For me, the most interesting part of the book was the trap set by the FBI, the "lure" of the title that drew the two Russians to Seattle to demonstrate the art of hacking to the very people who planned to arrest them. For Schroeder, that's the preliminary part of the story, the part that didn't involve him, and over with in 70 of the book's 500 pages. After that, it's on to the pre-trial and trial phases of the case, and a deep-dish examination awash in the intricacies of law and computer science.
Schroeder's writing style, as indicated, is very cut-and-dry, and more than a bit self-serving. He did a great job leading the prosecution of the case, and wants you to know this by highlighting his clever decisions and choicer comments. This subjective viewpoint would be less grating if he didn't take the distancing tack of referring to himself in the third-person.

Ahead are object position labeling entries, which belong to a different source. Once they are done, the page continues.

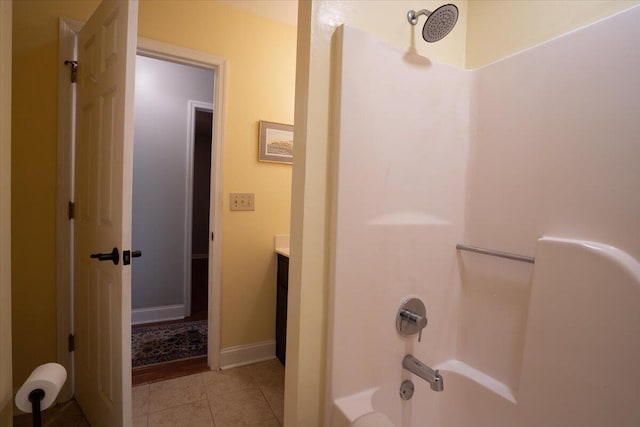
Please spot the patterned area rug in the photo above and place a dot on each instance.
(165, 343)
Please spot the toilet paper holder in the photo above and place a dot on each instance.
(40, 390)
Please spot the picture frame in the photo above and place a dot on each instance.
(276, 142)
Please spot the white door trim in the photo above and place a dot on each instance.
(152, 48)
(192, 107)
(68, 38)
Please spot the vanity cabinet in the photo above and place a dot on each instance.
(282, 284)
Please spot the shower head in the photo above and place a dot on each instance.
(439, 23)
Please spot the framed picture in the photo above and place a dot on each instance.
(276, 142)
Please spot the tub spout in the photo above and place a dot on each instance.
(418, 368)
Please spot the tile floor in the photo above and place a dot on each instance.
(250, 395)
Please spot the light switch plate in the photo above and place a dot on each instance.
(242, 201)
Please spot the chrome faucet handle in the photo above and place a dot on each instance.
(411, 318)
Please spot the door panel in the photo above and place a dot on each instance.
(104, 150)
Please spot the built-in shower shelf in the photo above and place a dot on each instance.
(478, 377)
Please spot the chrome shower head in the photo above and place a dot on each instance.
(439, 23)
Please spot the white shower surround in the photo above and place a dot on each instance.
(536, 154)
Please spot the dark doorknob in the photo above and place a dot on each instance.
(113, 256)
(127, 255)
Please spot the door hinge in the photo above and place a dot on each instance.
(74, 70)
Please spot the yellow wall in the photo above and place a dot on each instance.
(261, 72)
(500, 28)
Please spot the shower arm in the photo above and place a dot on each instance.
(412, 15)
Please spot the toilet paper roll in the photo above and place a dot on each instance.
(50, 378)
(373, 419)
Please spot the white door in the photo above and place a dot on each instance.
(104, 153)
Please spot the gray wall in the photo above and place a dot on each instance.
(160, 179)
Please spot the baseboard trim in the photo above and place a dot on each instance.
(241, 355)
(157, 314)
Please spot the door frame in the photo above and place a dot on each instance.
(192, 106)
(6, 376)
(68, 30)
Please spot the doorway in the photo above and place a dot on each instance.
(170, 222)
(66, 147)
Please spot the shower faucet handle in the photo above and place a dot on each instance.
(407, 315)
(411, 318)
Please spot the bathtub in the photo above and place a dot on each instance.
(578, 365)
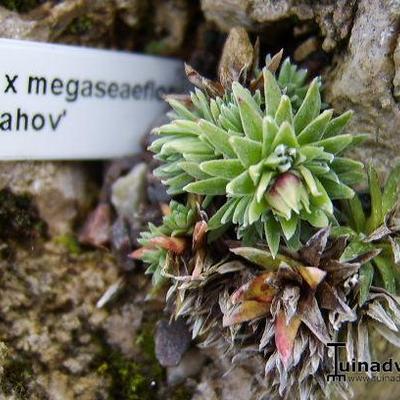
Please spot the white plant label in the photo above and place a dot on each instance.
(66, 102)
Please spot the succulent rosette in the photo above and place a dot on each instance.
(255, 151)
(273, 166)
(170, 236)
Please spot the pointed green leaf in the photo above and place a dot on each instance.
(310, 107)
(386, 270)
(228, 214)
(337, 190)
(217, 137)
(360, 139)
(215, 221)
(263, 185)
(316, 218)
(255, 210)
(241, 185)
(255, 172)
(184, 145)
(336, 126)
(272, 234)
(336, 144)
(240, 210)
(270, 130)
(200, 100)
(285, 136)
(322, 201)
(248, 151)
(357, 214)
(309, 179)
(317, 168)
(228, 169)
(391, 192)
(181, 110)
(272, 93)
(193, 169)
(343, 164)
(211, 186)
(284, 111)
(250, 113)
(285, 72)
(289, 226)
(376, 218)
(198, 157)
(177, 184)
(312, 153)
(315, 129)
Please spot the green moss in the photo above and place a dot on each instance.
(181, 393)
(70, 242)
(80, 25)
(137, 379)
(19, 218)
(142, 378)
(17, 373)
(20, 5)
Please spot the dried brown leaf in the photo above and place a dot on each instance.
(237, 57)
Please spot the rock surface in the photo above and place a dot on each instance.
(54, 342)
(62, 191)
(363, 78)
(333, 18)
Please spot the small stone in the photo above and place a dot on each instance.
(189, 366)
(96, 230)
(129, 192)
(172, 341)
(122, 244)
(61, 191)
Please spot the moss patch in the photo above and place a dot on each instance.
(19, 218)
(16, 375)
(80, 25)
(139, 379)
(20, 5)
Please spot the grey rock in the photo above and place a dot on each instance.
(129, 192)
(122, 244)
(62, 191)
(333, 17)
(190, 365)
(122, 326)
(363, 79)
(172, 341)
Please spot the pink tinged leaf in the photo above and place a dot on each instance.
(312, 275)
(176, 245)
(285, 335)
(246, 311)
(139, 253)
(199, 258)
(199, 233)
(288, 185)
(257, 289)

The court case is the least interesting part of the story. Once the two Russians, Alexey Ivanov and Vasily Gorshkov, are reeled in, the case against them seems to have been pretty straightforward. In the case of Gorshkov, whom Schroeder prosecuted, the story isn't so much whether a crime took place as whether the state can pin the crimes on him while he and his lawyer pin the blame on Ivanov alone. [Ivanov was prosecuted separately, entered a guilty plea, and disappears from most of the rest of the narrative.]
Schroeder takes you through step after painstaking step he and his team undertook to make Gorshkov's guilt apparent to a jury and a caustic judge whose own impatience may mirror yours by book's end. Wading through pages of transcript, Schroeder draws out even the tiniest disputes. Little details like transporting text from a Microsoft Word program to a Power Point slideshow format occupy much attention. Even a juror's holding up the trial for an hour looking for lunch gets play. "Law & Order" it's not.
There's a better story that seems lost in the larger narrative. The Russians aren't painted by Schroeder as bad guys so much as products of a relatively lawless society where concepts like privacy and security are little known. We are told at one point that for them, being caught by their own government might have put them not behind bars but behind a computer doing the same dirty work for the government rather than for themselves. At least one of the culprits, Ivanov, imagined himself something of a helper to the companies whose servers he attacked. He wanted work in the United States, and was happy to offer apparently sincere service once he invaded a computer system successfully. But ignore him at his peril.
"All security questions will be decided not by a mere 'thank you,' because a 'thank you' doesn't put food in your mouth," Ivanov writes a leading executive at PayPal.
The peek behind the curtain of cybercrime is thus sometimes interesting if outdated (the case went to trial in 2001, and Schroeder retired a year later). But the overall narrative is written in such a choppy, repetitive manner as to leech out any drama. Perhaps it was written exclusively as a technical manual as other reviewers say. But it didn't have to be so dry or so long.